Read God's Spy Page 27


  • Agreeable personality, medium-to-high intelligence

  • Frequent lies

  • Total absence of guilt or feelings toward his victims

  • Complete egocentricity

  • Personal, affective disconnect

  • An impersonal and impulsive sexuality, harnessed to the satisfaction of egocentric needs

  • Antisocial personality

  • High levels of obedience

  DOES NOT AGREE WITH ABOVE!!!!!

  • Irrational thought integrated into his actions

  • Multiple neuroses

  • Criminal behavior understood as a means not an end

  • Suicidal tendencies

  • Mission oriented

  DICANTI FAMILY APARTMENT

  Via della Croce, 12 Sunday, April 10, 2005, 1:45 A.M.

  Fowler read Dicanti’s new profile of the killer as soon as she handed it to him. He was not sure what to make of it.

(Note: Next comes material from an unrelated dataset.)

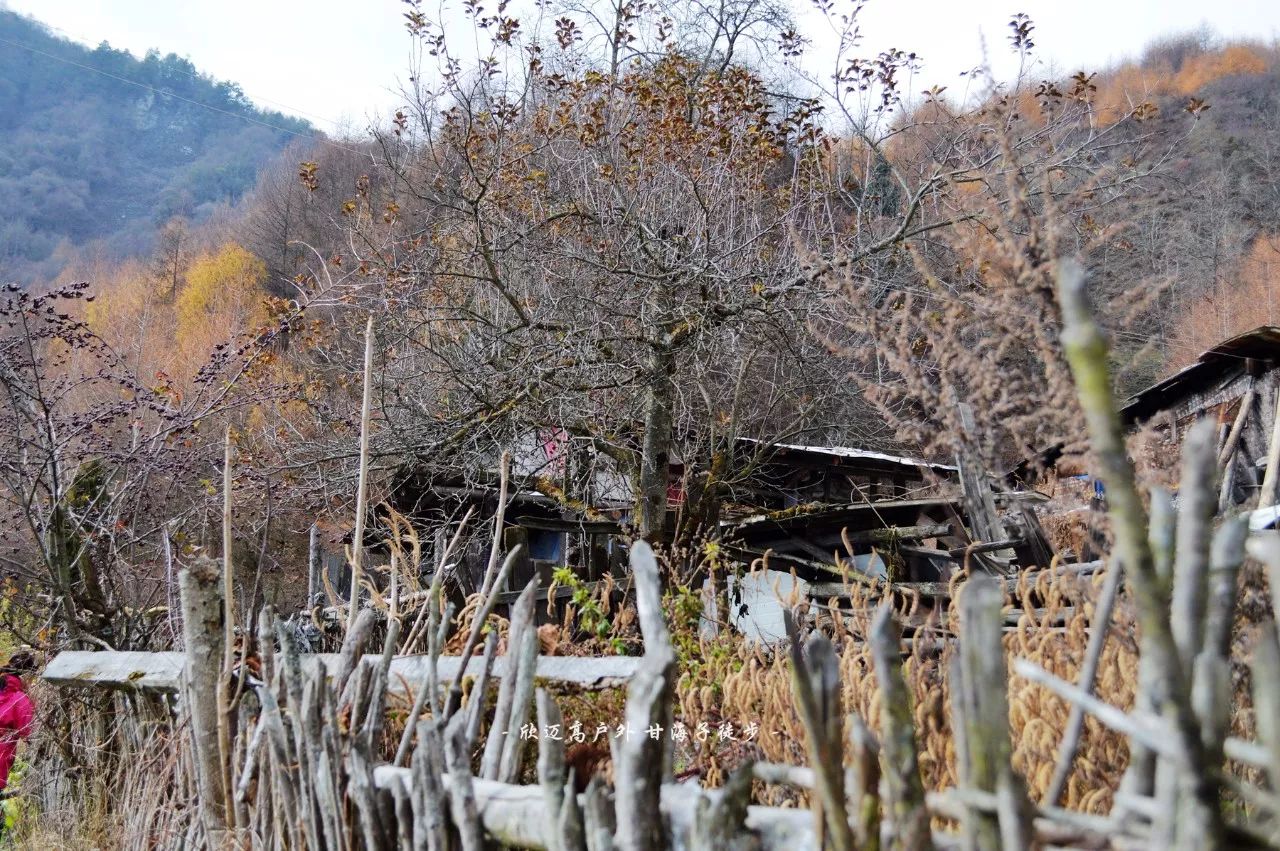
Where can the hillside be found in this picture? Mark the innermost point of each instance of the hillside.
(97, 145)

  “Dottoressa, I hope you don’t mind me saying this, but the report is incomplete. You have just written a résumé of everything we already knew. In all sincerity, this isn’t going to get us very far.”

  Dicanti stood up.

  “You couldn’t be more wrong. Karosky presents a very complex clinical portrait, from which we can deduce that the increase in his aggression turned a sexual predator, clinically castrated, into a killer several times over.”

  “That is, in fact, what our theory is built upon.”

  “And it’s a complete waste of our time. Look closely at the characteristics in the profile, at the end of the report. The first eight constitute the definition of a serial killer.”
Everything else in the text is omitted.